Freddie Mac: Multifamily Market Still a Good Investment

Freddie Mac: Multifamily Market Still a Good Investment


Even as the single-family housing market recovers, apartment properties should still be a solid investment in most markets going forward, according to Freddie Mac’s analysts.

In its mid-year multifamily outlook for 2013, the McLean, Virginia-based mortgage giant notes that multifamily market fundamentals such as rents and vacancies continue to improve, with New York, San Francisco, Denver, Seattle, and Los Angeles all seeing marked growth.

According to Freddie Mac’s new Multifamily Investment Index—a measure of investment attractiveness in apartment properties—the environment has turned down somewhat since peaking in the third quarter of 2012. However, it still sits above the average index value.

“As markets move it is important to have an objective measure of current conditions,” said Victor Pa, VP of multifamily investments and advisory for Freddie Mac. “Although the multifamily market has slowed, it remains an attractive investment across the majority of the metro areas for equity and debt investors.”

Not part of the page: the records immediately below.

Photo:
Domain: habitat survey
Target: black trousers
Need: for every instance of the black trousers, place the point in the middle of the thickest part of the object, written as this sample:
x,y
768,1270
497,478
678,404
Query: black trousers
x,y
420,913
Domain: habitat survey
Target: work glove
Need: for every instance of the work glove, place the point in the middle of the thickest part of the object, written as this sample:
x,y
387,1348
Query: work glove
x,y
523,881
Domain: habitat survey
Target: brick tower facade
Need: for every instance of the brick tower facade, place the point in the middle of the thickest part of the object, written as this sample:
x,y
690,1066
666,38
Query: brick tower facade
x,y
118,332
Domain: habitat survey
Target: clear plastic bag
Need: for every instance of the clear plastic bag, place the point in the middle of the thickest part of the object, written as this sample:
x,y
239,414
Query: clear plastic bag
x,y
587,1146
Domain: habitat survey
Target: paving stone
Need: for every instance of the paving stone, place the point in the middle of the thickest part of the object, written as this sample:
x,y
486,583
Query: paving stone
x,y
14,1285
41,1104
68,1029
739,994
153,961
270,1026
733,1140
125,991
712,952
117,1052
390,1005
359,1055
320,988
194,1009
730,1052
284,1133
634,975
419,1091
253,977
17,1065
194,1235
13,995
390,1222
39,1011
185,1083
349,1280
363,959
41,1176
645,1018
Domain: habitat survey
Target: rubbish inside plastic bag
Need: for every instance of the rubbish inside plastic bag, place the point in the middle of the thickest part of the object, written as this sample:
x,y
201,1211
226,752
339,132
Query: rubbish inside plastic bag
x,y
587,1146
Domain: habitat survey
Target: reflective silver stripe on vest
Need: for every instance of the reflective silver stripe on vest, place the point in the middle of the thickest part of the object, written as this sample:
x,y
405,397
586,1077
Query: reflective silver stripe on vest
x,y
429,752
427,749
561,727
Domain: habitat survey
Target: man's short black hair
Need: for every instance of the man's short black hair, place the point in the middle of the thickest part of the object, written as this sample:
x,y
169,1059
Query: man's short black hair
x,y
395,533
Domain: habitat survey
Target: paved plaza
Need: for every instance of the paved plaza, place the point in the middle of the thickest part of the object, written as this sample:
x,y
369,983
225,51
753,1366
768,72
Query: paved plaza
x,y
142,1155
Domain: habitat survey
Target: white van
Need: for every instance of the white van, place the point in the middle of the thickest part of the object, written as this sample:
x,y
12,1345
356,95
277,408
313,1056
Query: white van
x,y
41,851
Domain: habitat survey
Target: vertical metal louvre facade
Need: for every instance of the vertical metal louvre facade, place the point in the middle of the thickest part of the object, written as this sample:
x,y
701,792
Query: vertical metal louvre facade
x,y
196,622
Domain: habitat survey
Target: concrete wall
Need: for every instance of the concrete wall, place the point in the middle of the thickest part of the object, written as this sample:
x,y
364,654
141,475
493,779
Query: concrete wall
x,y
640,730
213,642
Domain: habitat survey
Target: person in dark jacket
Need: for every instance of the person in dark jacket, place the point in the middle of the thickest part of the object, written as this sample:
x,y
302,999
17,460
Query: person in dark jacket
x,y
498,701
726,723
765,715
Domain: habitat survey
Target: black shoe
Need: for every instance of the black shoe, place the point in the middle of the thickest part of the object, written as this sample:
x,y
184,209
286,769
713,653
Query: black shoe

At the same time, supply presents a problem, the analysts said. While starts have seen growth over the last several years, completions are still lagging, and the gap between the two measures continues to grow wider. Meanwhile, permits have slowed down in the last several months, indicating that “investors’ appetite for multifamily properties might be cooling and that future construction levels may remain at or below pre-recession levels.”